Dingo Token’s rise to fame is a cautionary tale for investors looking to put their money into the cryptocurrency market. With the rise of decentralized finance (DeFi) and non-fungible tokens (NFTs), the market has become increasingly crowded and cluttered, making it harder for investors to separate the wheat from the chaff. This is why it’s crucial to thoroughly research any investment before putting money into it.

Also Read: How to Prevent Being Scammed by Cryptocurrency?

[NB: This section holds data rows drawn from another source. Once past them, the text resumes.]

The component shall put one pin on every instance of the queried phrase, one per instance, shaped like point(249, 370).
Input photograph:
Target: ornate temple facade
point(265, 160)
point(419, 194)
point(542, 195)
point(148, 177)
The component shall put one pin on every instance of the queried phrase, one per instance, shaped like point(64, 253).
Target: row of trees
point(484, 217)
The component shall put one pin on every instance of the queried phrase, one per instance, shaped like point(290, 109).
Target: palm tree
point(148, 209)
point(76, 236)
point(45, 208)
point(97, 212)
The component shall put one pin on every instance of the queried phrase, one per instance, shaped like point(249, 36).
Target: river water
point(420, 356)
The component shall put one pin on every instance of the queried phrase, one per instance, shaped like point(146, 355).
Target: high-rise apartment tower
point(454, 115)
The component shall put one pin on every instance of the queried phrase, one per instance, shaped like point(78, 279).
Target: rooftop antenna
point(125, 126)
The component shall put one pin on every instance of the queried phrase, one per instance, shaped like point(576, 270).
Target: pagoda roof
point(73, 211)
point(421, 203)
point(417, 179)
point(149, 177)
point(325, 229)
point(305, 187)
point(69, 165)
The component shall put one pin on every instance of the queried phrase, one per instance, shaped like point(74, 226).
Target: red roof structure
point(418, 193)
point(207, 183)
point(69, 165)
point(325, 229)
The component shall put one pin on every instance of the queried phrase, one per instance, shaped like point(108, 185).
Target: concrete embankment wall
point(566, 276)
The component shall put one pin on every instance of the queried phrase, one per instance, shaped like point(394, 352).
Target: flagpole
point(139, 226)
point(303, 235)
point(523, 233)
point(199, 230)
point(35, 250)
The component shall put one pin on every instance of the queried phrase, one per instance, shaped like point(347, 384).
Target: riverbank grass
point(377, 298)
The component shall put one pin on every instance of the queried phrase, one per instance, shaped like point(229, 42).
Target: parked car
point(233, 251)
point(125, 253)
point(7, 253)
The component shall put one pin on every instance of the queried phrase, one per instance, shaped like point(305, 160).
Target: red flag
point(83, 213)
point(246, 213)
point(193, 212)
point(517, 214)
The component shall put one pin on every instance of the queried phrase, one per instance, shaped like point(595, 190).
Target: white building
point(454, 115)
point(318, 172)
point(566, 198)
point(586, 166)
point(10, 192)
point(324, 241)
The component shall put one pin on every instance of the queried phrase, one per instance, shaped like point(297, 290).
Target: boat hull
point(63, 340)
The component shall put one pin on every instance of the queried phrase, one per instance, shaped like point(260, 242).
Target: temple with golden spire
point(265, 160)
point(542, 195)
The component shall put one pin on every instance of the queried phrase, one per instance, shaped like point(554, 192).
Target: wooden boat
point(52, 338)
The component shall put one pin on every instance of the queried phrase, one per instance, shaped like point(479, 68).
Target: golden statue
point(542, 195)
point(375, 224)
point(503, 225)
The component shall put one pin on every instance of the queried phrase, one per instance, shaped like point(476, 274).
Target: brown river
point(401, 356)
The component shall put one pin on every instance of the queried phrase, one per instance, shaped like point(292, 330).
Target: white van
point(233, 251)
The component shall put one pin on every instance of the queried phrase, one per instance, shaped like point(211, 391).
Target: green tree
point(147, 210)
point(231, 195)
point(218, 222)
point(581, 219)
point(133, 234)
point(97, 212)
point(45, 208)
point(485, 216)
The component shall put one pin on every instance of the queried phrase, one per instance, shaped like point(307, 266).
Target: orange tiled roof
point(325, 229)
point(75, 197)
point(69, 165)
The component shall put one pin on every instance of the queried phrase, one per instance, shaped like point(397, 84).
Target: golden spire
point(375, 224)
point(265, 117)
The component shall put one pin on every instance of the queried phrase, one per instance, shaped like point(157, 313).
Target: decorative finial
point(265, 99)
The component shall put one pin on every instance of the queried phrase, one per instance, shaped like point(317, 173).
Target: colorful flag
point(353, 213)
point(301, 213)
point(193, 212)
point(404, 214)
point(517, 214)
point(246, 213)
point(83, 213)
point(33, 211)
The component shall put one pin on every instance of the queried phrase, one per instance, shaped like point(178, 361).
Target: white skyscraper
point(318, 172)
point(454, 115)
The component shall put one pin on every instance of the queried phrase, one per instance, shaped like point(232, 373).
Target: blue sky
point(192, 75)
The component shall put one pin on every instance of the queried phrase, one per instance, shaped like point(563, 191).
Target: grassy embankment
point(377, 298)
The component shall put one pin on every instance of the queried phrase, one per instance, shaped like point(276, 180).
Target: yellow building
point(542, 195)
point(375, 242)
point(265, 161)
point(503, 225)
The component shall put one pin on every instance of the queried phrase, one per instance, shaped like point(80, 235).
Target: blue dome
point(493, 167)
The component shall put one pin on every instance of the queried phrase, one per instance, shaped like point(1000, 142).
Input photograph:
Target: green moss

In response to the scam, CPR has urged all Dingo Token investors to withdraw their investments and to be cautious when investing in cryptocurrencies in the future. The firm has also reported the scam to relevant authorities, and an investigation is ongoing.
The Dingo Token scam serves as a warning to investors to be vigilant when investing in cryptocurrencies and to always research the project and its code thoroughly before investing. With the rise of decentralized finance and NFTs, the cryptocurrency market is becoming increasingly complex, and investors must be wary of scams and fraudulent activities.

The Dingo Token scam likewise highlights the importance of due diligence in the cryptocurrency market and the need for stricter regulations and oversight to protect investors from scams and fraudulent activities. The market is still in its infancy, and as it continues to grow and mature, it’s crucial that investors are protected from these types of scams and fraudulent activities.